Esas No: 2014/651
Karar No: 2016/286
Karar Tarihi: 09.03.2016
Yargıtay Hukuk Genel Kurulu 2014/651 Esas 2016/286 Karar Sayılı İlamı
"İçtihat Metni"
MAHKEMESİ :Aile Mahkemesi
Taraflar arasındaki “ nafaka ” davasından dolayı yapılan yargılama sonunda; Tokat Aile Mahkemesince davanın reddine dair verilen 12.02.2013 gün 2011/119 E., 2013/95 K. sayılı kararın incelenmesi davacı vekili tarafından istenilmesi üzerine, Yargıtay 3. Hukuk Dairesinin 12.06.2013 gün ve 2013/8054 E., 2013/10019 K. sayılı ilamı ile;
(...Davacı vekili dava dilekçesinde; tarafların görücü usulü ile evlendiklerini, davacının kendisinden 13 yaş büyük olan davalı ile evliliğin başından itibaren uyuşamadıklarını, davalı kocanın evlilik birliği gereklerini yerine getirmediği gibi davacı eşini dövüp, küfür ve hakaretlerde bulunduğunu bu nedenle davacının ailesinin yanına yerleştiğini belirterek, aylık 250,00 TL tedbir nafakasına karar verilmesini talep ve dava etmiştir.
Davalı vekili cevap dilekçesinde; davacının, evlilik birliğinin devamı açısından üzerine düşen yükümlülükleri yerine getirmediğini ileri sürerek, davanın reddini savunmuştur.
Mahkemece; davacının ayrı yaşama hakkına sahip olmadığı anlaşılmakla davanın reddine karar verilmiş, hüküm davacı vekili tarafından süresinde temyiz edilmiştir.
TMK’nun 195.maddesi uyarınca, evlilik birliğinden doğan yükümlülüklerin yerine getirilmemesi veya evlilik birliğine ilişkin önemli bir konuda uyuşmazlığa düşülmesi halinde eşler ayrı ayrı veya birlikte hâkimin müdahalesini isteyebilirler. Hâkim, gerektiği takdirde eşlerden birinin istemi üzerine Kanunda öngörülen önlemleri alır. Aynı yasanın 197. maddesine göre de; eşlerden biri, ortak hayat sebebiyle kişiliği, ekonomik güvenliği veya ailenin huzuru ciddi biçimde tehlikeye düştüğü sürece ayrı yaşama hakkına sahiptir.
Birlikte yaşamaya ara verilmesi haklı bir sebebe dayanıyorsa hâkim, eşlerden birinin istemi üzerine birinin diğerine yapacağı parasal katkıya, konut ve ev eşyasından yararlanmaya ve eşlerin mallarının yönetimine ilişkin önlemleri alır.

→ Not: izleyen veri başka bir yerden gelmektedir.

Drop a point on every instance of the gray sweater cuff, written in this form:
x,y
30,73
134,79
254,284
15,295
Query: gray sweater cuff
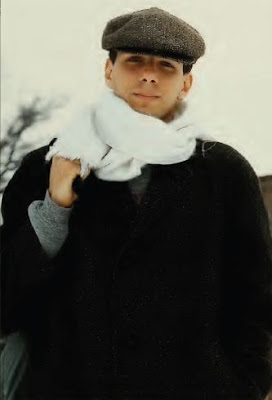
x,y
50,222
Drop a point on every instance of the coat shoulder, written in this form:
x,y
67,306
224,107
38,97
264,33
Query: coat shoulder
x,y
227,159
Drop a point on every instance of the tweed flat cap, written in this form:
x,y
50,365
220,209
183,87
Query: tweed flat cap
x,y
154,31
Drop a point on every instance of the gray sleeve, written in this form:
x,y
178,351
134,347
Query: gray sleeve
x,y
50,222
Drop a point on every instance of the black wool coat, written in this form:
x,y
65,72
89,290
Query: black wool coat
x,y
169,299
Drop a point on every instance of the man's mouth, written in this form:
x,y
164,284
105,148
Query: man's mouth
x,y
145,96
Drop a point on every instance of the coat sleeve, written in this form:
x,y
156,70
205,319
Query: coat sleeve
x,y
27,271
246,318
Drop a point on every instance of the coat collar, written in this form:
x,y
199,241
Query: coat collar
x,y
114,201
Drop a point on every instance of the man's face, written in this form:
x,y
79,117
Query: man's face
x,y
149,84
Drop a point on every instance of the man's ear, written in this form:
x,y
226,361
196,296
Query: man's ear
x,y
108,73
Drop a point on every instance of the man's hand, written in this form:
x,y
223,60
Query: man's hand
x,y
62,174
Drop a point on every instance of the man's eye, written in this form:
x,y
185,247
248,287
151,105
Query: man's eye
x,y
133,59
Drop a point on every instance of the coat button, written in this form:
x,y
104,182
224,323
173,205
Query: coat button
x,y
131,341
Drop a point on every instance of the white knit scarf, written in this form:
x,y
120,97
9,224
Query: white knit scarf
x,y
116,141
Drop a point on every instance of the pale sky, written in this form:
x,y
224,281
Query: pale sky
x,y
53,48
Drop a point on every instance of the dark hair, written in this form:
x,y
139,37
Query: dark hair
x,y
113,55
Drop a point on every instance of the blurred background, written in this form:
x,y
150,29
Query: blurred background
x,y
52,62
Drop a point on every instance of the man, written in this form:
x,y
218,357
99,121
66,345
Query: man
x,y
164,296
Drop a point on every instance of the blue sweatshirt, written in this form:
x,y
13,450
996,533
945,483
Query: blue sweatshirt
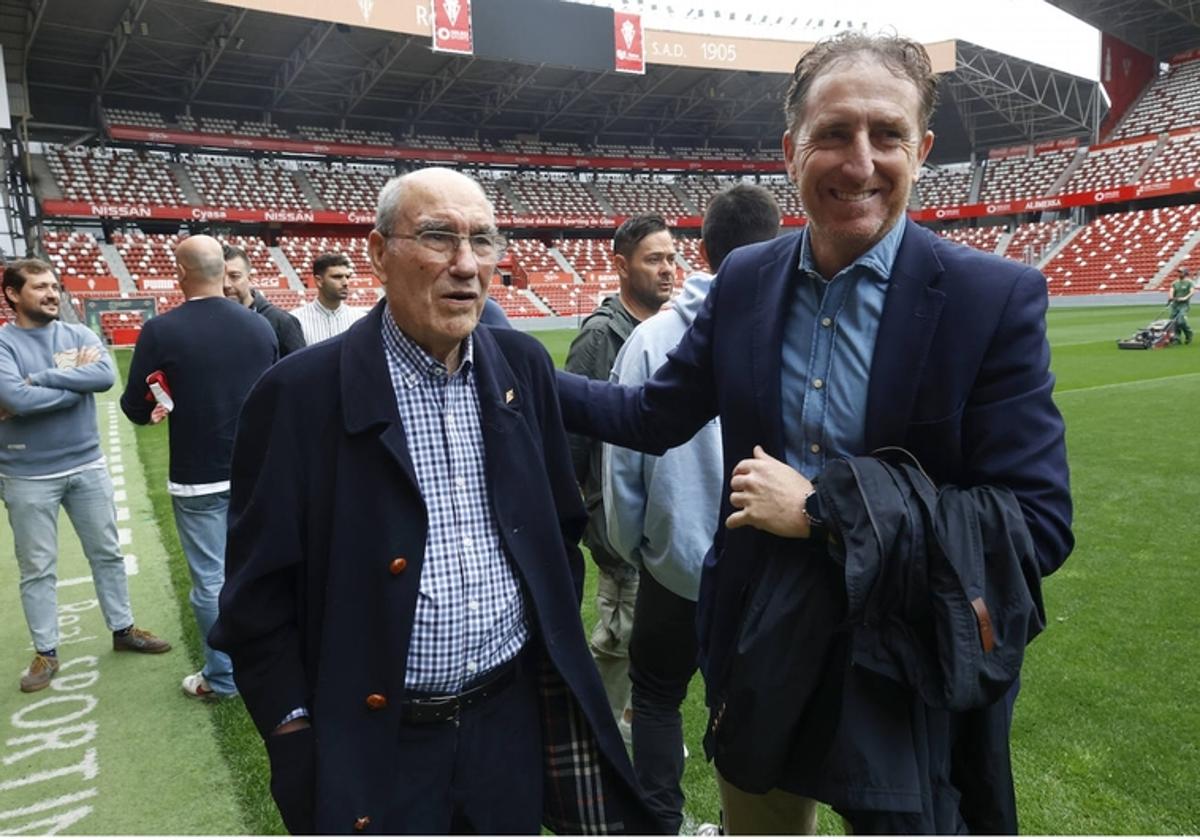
x,y
211,352
663,511
51,395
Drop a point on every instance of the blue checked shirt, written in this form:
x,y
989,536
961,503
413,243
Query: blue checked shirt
x,y
471,612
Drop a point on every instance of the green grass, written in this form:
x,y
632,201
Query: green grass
x,y
1107,732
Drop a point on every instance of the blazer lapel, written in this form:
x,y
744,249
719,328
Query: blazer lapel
x,y
369,397
910,318
772,298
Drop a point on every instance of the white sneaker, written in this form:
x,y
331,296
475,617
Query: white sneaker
x,y
195,685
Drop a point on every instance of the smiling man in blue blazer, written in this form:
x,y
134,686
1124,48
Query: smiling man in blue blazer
x,y
403,581
859,333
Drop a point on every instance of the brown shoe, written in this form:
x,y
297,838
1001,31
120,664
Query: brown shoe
x,y
139,641
40,673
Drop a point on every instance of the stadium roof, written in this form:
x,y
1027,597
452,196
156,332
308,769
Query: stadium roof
x,y
167,55
1158,28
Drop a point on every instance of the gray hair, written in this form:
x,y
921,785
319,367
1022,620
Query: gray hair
x,y
393,195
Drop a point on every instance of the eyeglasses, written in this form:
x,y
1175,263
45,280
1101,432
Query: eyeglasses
x,y
447,244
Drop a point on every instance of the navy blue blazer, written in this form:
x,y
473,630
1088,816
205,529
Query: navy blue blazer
x,y
960,377
327,540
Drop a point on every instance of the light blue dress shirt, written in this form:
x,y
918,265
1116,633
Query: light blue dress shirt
x,y
828,342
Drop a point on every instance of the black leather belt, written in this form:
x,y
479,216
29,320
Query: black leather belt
x,y
447,708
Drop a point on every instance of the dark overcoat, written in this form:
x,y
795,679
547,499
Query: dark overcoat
x,y
960,377
327,540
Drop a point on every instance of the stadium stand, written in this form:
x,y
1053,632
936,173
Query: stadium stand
x,y
245,184
76,257
149,258
1121,252
945,186
1180,157
1173,101
588,256
347,186
111,175
301,251
984,239
543,193
642,193
1110,167
1031,241
1008,178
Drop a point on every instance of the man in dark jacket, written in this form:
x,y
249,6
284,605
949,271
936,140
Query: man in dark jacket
x,y
402,600
643,255
862,333
238,288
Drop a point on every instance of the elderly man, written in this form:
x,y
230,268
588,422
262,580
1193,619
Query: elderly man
x,y
402,600
51,459
835,352
207,354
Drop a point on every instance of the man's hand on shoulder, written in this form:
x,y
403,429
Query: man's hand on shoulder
x,y
768,495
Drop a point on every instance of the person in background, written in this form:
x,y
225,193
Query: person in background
x,y
643,255
51,460
661,514
329,315
238,287
207,354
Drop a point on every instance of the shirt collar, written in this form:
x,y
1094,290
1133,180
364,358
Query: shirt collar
x,y
879,261
414,361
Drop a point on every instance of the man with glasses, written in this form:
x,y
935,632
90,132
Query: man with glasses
x,y
403,574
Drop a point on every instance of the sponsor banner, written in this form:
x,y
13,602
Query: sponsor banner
x,y
549,277
1075,199
265,282
119,132
630,46
75,283
451,27
1145,139
1182,58
1007,151
159,285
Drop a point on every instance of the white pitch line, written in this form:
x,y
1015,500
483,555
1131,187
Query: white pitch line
x,y
1126,384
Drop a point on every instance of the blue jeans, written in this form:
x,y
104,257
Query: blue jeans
x,y
202,522
34,515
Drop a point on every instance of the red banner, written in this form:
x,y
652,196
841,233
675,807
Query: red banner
x,y
630,46
433,155
451,27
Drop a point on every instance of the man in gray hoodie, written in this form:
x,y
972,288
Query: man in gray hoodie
x,y
661,514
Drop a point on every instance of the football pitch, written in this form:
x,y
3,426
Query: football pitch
x,y
1107,730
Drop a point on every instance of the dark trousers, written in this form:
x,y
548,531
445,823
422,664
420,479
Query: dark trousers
x,y
481,775
661,663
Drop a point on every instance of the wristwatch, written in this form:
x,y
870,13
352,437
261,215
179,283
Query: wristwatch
x,y
813,509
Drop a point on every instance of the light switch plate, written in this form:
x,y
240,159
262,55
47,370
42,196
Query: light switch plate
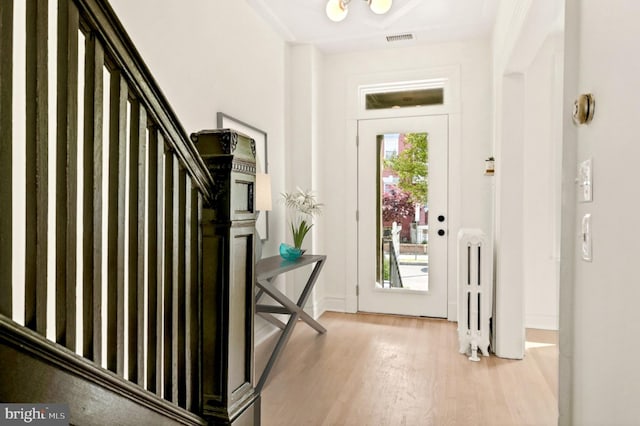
x,y
585,235
585,181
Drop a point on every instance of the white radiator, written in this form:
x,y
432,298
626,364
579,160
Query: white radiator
x,y
475,263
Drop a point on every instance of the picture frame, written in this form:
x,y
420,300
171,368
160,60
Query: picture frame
x,y
225,121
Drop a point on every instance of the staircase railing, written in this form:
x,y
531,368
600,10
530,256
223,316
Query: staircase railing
x,y
101,200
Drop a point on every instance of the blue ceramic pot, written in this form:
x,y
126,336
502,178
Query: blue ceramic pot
x,y
289,252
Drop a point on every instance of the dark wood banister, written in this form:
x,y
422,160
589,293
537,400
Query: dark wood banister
x,y
102,395
103,19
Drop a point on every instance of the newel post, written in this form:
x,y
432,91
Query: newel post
x,y
228,225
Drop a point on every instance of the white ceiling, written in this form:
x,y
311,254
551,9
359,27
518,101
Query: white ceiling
x,y
305,21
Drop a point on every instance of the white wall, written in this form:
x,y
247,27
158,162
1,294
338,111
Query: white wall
x,y
605,385
520,31
470,190
541,184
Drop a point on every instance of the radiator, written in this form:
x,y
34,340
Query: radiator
x,y
475,263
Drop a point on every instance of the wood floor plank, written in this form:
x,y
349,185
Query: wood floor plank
x,y
389,370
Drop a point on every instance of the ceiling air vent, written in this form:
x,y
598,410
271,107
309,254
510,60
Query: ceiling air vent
x,y
400,37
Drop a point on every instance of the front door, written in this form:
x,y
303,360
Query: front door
x,y
402,215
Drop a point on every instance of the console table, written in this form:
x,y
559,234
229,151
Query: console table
x,y
266,271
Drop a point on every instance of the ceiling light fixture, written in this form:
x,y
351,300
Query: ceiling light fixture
x,y
337,10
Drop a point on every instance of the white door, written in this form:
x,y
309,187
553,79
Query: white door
x,y
402,272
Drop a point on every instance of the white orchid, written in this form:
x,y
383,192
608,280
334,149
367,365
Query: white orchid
x,y
305,205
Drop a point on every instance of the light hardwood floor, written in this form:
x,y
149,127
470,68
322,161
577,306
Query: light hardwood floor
x,y
389,370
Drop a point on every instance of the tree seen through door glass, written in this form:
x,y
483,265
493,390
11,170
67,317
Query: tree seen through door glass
x,y
403,202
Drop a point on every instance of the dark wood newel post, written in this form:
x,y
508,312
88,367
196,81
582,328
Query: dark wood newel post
x,y
228,225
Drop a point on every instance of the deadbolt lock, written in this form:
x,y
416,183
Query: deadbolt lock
x,y
583,109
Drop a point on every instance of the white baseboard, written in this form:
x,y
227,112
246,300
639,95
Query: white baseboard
x,y
543,322
334,304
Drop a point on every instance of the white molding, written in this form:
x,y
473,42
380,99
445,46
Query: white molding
x,y
335,304
541,321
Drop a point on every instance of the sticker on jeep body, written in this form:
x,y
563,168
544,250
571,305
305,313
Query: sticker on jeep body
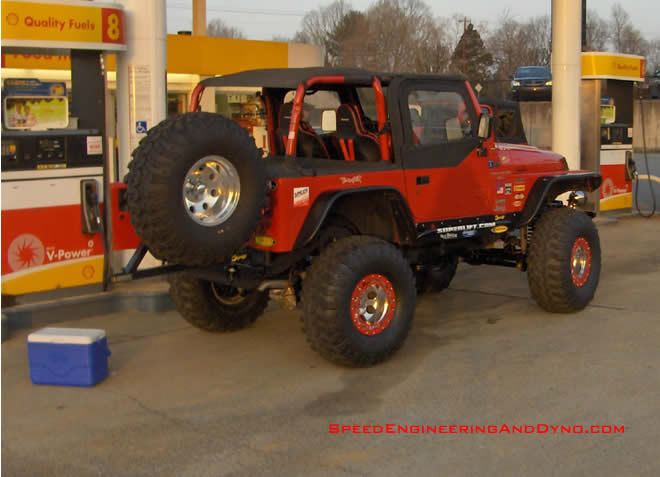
x,y
300,196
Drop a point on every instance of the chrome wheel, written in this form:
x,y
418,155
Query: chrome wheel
x,y
580,261
372,304
211,190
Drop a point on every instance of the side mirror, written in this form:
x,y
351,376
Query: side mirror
x,y
485,122
329,120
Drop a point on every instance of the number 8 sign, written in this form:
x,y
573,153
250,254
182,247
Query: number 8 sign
x,y
112,25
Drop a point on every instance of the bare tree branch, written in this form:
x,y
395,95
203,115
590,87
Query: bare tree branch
x,y
217,27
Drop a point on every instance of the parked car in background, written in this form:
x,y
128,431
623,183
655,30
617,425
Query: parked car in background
x,y
531,82
654,85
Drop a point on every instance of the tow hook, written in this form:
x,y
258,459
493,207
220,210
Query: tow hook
x,y
282,292
286,297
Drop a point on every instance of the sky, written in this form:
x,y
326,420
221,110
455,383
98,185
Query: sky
x,y
263,19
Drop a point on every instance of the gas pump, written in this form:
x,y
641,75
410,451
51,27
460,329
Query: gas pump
x,y
54,147
607,123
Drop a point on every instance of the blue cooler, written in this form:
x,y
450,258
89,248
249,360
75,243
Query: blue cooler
x,y
68,356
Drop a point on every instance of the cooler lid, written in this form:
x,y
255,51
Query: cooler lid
x,y
66,335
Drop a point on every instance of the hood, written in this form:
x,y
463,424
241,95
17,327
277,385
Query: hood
x,y
523,158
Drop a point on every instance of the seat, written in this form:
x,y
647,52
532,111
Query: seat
x,y
309,144
357,144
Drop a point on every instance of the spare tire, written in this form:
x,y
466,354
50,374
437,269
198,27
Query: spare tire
x,y
196,189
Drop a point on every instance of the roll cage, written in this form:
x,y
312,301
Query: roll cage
x,y
384,137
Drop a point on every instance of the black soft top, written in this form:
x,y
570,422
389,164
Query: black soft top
x,y
290,78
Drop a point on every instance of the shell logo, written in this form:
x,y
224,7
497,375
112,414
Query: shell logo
x,y
25,251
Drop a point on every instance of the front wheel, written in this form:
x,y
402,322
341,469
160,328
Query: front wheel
x,y
563,265
214,307
358,301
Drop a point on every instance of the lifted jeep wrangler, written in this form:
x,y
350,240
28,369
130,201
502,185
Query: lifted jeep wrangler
x,y
352,220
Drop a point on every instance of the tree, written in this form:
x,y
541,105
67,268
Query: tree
x,y
318,26
515,44
653,56
345,38
625,37
597,32
217,27
470,57
402,35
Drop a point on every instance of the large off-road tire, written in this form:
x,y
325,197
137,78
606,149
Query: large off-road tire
x,y
358,301
436,277
196,189
563,265
214,307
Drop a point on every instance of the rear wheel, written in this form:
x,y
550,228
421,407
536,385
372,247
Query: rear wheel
x,y
563,265
358,301
196,189
214,307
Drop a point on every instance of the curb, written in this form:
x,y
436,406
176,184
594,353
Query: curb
x,y
78,307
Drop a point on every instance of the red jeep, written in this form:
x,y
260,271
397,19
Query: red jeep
x,y
351,219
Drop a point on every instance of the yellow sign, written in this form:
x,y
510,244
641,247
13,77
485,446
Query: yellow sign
x,y
52,25
599,65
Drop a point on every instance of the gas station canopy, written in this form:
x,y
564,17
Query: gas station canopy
x,y
615,66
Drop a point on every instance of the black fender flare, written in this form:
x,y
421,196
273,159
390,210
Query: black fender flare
x,y
321,207
549,187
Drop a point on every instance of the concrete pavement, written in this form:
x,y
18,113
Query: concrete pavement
x,y
259,402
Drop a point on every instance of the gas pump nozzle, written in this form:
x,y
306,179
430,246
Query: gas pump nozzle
x,y
89,207
631,167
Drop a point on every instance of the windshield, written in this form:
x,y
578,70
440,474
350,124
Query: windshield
x,y
533,72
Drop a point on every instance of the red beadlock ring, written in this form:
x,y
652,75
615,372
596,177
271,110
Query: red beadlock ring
x,y
580,261
372,304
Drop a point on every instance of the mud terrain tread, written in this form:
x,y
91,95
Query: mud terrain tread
x,y
548,271
195,301
164,148
323,316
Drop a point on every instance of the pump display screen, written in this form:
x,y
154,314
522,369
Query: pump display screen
x,y
35,113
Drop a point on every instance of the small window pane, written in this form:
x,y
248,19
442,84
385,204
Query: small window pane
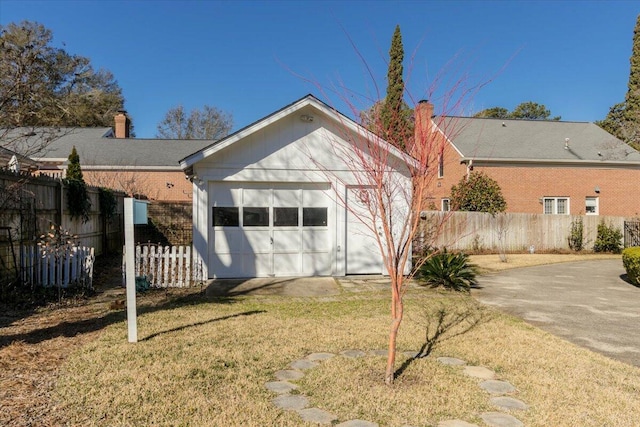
x,y
225,217
285,217
562,206
255,217
314,217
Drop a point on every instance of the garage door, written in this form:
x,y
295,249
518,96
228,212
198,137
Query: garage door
x,y
363,250
262,230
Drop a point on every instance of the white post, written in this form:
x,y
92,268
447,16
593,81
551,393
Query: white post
x,y
129,245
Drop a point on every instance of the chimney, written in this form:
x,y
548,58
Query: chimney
x,y
122,124
422,123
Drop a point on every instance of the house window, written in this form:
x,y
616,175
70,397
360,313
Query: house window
x,y
591,206
314,217
225,217
556,205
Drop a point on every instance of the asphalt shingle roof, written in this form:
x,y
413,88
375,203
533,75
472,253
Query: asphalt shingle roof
x,y
535,140
97,147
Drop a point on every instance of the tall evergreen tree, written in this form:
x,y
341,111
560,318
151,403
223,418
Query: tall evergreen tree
x,y
632,99
74,171
623,119
394,113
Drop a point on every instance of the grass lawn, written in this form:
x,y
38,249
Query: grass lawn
x,y
203,361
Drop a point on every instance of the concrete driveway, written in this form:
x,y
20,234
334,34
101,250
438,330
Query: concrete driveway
x,y
588,303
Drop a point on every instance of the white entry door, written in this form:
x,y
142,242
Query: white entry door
x,y
363,252
261,230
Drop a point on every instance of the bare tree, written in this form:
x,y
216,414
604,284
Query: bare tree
x,y
206,123
381,168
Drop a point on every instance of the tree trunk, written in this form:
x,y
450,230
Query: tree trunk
x,y
396,319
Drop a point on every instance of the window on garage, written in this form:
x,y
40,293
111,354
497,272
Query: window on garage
x,y
285,217
255,217
314,217
226,217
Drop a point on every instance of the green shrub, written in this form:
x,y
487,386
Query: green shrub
x,y
608,239
576,235
451,270
631,263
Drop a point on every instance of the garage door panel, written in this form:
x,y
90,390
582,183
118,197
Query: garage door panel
x,y
257,241
256,197
286,197
270,235
315,240
230,240
255,265
287,241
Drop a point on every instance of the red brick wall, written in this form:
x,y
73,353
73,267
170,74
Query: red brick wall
x,y
524,186
155,185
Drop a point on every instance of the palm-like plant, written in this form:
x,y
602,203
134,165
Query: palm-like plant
x,y
450,270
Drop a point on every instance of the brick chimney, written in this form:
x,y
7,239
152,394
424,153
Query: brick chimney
x,y
423,114
422,124
122,124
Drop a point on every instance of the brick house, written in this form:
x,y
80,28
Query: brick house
x,y
548,167
144,167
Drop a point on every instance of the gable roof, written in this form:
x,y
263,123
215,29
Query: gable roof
x,y
97,147
309,100
498,140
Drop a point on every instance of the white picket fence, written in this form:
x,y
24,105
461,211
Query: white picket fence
x,y
74,267
166,266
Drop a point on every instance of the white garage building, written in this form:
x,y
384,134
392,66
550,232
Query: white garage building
x,y
280,198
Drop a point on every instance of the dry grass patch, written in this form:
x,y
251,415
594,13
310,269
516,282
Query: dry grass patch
x,y
205,362
489,263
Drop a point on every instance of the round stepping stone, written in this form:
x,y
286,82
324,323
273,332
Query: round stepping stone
x,y
303,364
314,357
456,423
497,387
479,372
353,353
280,387
294,403
508,403
496,419
288,374
317,416
357,423
451,361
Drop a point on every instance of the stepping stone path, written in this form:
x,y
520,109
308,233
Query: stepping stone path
x,y
300,404
494,387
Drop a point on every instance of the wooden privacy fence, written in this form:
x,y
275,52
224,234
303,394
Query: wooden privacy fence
x,y
166,266
73,267
511,232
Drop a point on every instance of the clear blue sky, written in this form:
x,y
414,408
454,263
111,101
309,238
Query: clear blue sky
x,y
247,57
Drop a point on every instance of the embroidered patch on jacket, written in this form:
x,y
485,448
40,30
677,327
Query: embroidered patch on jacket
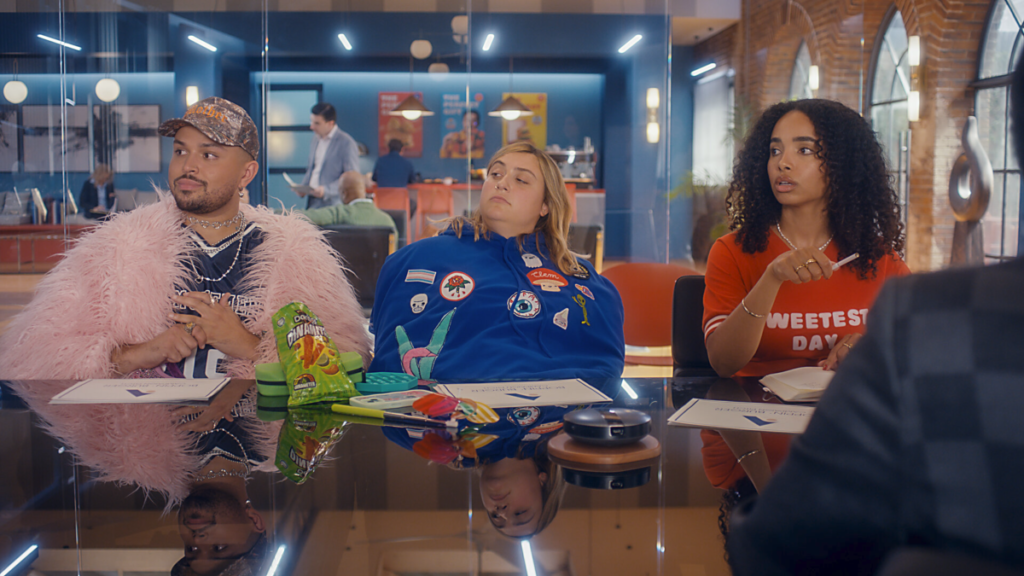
x,y
457,286
586,291
424,276
524,304
531,260
561,319
524,416
582,273
549,281
418,303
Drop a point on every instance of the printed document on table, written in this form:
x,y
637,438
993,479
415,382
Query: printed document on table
x,y
299,189
539,393
757,416
141,391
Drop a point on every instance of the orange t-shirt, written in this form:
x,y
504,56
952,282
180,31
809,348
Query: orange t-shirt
x,y
806,320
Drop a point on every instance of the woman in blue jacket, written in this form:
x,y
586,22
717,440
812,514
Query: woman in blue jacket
x,y
499,296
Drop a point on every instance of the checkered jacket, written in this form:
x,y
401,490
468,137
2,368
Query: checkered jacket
x,y
919,440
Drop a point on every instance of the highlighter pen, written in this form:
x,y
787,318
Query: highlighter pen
x,y
393,418
846,260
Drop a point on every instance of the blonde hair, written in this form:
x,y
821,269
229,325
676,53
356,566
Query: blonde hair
x,y
554,225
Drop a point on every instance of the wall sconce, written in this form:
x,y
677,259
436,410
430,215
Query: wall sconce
x,y
913,59
653,101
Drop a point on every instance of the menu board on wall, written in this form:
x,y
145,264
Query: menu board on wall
x,y
398,127
462,126
534,128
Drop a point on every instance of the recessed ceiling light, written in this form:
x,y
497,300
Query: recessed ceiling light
x,y
630,44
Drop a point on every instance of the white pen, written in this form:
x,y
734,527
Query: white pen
x,y
846,260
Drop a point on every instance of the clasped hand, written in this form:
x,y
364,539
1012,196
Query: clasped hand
x,y
802,264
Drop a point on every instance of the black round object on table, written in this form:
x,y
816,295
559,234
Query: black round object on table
x,y
607,426
607,481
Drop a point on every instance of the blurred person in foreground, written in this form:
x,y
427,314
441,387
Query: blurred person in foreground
x,y
918,440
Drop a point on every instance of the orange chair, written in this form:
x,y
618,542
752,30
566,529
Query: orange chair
x,y
392,199
431,200
646,289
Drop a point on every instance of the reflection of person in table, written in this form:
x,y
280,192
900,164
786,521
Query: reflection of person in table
x,y
499,296
220,530
809,189
97,197
457,145
185,287
520,487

Tedbir nafakasında eşlerin birliğin giderlerine güçleri oranında emek ve malvarlıkları ile katkıda bulunmaları gerekir (TMK Md. 186/son). Davacı eşin ekonomik durumunun davalı (kocadan) daha iyi olması davalı (kocayı) tedbir nafakası yükümlülüğünden kurtarmaz. Ancak, hükmedilecek nafakanın miktarını tayinde bu husus dikkate alınmak zorundadır. Böylece "hakkaniyet" ilkesine uygun bir nafaka tespit edilebilir (TMK. Md. 4)
Somut olayda; davalı koca tarafından Turhal Asliye Hukuk (Aile) Mahkemesi"nin 2011/601 E. 2012/500 K.sayılı dosyası ile açılan boşanma davasında mahkemece, boşanmaya neden olan olaylarda davacı kocanın tamamen kusurlu olduğu anlaşılmakla 18.10.2012 tarihinde davanın reddine karar verildiği, davacının, davalı kocanın evlilik birliği gereklerini yerine getirmediğinden ayrı yaşamada haklılık olgusuna dayalı olarak 24.02.2011 tarihinde tedbir nafakası talebinde bulunduğu anlaşılmaktadır.
O halde mahkemece, tarafların sosyal ve ekonomik durumları ve nafakanın niteliği nazara alınarak davacı lehine "hakkaniyet" ölçüsünde tedbir nafakasına hükmedilmesi gerekirken, yanılgılı değerlendirme sonucu istemin reddi doğru görülmemiş, bozmayı gerektirmiştir...)
gerekçesiyle bozularak dosya yerine geri çevrilmekle, yeniden yapılan yargılama sonunda, mahkemece önceki kararda direnilmiştir.
HUKUK GENEL KURULU KARARI
Hukuk Genel Kurulunca incelenerek direnme kararının süresinde temyiz edildiği anlaşıldıktan ve dosyadaki kâğıtlar okunduktan sonra gereği görüşüldü:
Tarafların karşılıklı iddia ve savunmalarına, dosyadaki tutanak ve kanıtlara, bozma kararında açıklanan gerektirici nedenlere göre, Hukuk Genel Kurulunca da benimsenen Özel Daire bozma kararına uyulmak gerekirken, önceki kararda direnilmesi usul ve yasaya aykırıdır. Bu nedenle direnme kararı bozulmalıdır.
S O N U Ç : Davacı vekilinin temyiz itirazlarının kabulü ile, direnme kararının Özel Daire bozma kararında gösterilen nedenlerden dolayı BOZULMASINA, temyiz peşin harcının yatırana geri verilmesine, 09.03.2016 gününde oybirliği ile karar verilmiştir.